I must admit that I don’t remember taking the presidential fitness test as a kid. With that being said, I was surprised to learn from my daughter that in her class of club soccer, volleyball, and baseball players she was the only kid to meet the highest level (greater than the 85th percentile across several measures). She made it today by running her mile in 7:37.
So, what does this require? It made me curious. Here’s what you have to do:
Could you do that? These seem pretty difficult to me. I could probably do the mile in 6:06, but I doubt I could do 53 pull-ups. And, I doubt I could sit and reach 7 inches beyond my toes. (Looking at the 17 year old male standards.)
On the other hand, we certainly need our kids to be more fit. We have a big childhood obesity issue.

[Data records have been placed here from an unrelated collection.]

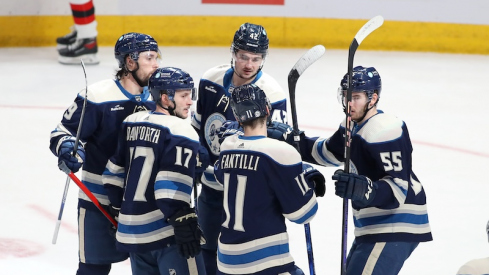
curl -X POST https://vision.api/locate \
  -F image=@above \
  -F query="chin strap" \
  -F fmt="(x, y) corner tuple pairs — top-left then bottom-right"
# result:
(126, 62), (148, 88)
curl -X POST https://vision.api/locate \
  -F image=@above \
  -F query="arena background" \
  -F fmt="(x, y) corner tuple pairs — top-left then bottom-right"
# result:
(0, 0), (489, 54)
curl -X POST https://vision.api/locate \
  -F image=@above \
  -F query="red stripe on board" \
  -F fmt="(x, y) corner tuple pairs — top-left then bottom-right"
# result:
(202, 0), (285, 6)
(70, 0), (93, 11)
(73, 14), (95, 25)
(304, 125), (489, 158)
(28, 204), (78, 234)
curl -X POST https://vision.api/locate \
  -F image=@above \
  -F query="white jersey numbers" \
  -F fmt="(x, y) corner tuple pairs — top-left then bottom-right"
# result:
(380, 151), (402, 171)
(175, 146), (192, 168)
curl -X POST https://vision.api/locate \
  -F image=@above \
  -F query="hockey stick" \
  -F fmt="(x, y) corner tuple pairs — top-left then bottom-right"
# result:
(287, 45), (326, 275)
(52, 59), (88, 244)
(65, 170), (117, 229)
(341, 15), (384, 275)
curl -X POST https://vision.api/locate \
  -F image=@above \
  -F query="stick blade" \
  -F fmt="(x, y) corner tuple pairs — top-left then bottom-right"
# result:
(292, 45), (326, 76)
(355, 15), (384, 45)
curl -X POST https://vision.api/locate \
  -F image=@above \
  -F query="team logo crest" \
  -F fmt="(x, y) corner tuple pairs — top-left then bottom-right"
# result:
(204, 113), (226, 156)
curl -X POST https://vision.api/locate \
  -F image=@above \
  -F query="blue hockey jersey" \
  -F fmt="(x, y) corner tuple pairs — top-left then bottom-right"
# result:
(214, 135), (318, 274)
(103, 111), (199, 252)
(49, 79), (155, 211)
(192, 65), (287, 190)
(301, 110), (432, 242)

But, it also made me think about Michelle Obama’s efforts in this space.
I think these programs are good starts, but lets not forget that obesity is a social issue and kids learn from those around them. Let me ask the uncomfortable questions about those who our kids look up to.
- How many overweight coaches do you know?

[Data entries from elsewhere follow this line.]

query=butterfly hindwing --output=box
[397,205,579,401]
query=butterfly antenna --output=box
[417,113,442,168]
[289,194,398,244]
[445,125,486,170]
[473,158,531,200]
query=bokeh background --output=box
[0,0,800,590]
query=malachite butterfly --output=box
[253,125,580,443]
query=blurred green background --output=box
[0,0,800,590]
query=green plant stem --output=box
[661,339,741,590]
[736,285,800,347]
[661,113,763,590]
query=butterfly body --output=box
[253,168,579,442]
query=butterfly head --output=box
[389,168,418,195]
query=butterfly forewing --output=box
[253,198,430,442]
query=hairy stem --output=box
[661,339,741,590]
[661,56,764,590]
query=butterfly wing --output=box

- How about overweight teachers?
- How about policemen and firefighters?
- How about clergy?
These are all key role models…not to mention us parents who are often overweight.

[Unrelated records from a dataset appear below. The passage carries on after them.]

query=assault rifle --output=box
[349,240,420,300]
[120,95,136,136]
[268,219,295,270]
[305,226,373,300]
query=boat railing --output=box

I guess my suggestion here to the President would be to think about how to use our massive government payrolls as a foundation for change. Let’s think about the Presidential Fitness Challenge and create a broader wellness solution to change the visual role models for our kids and figure out how to help companies invest in this.
For example, we know that sleeping is correlated to weight and health. I was talking to my brother-in-law who is a police officer when he told me that they are expected to get 8 hours of sleep a night. Imagine if companies set this expectation for their employees (sleep impact on work).
“Sitting Disease” may make a great late night comedy story line, but it’s a reality of our information economy that has to be addressed.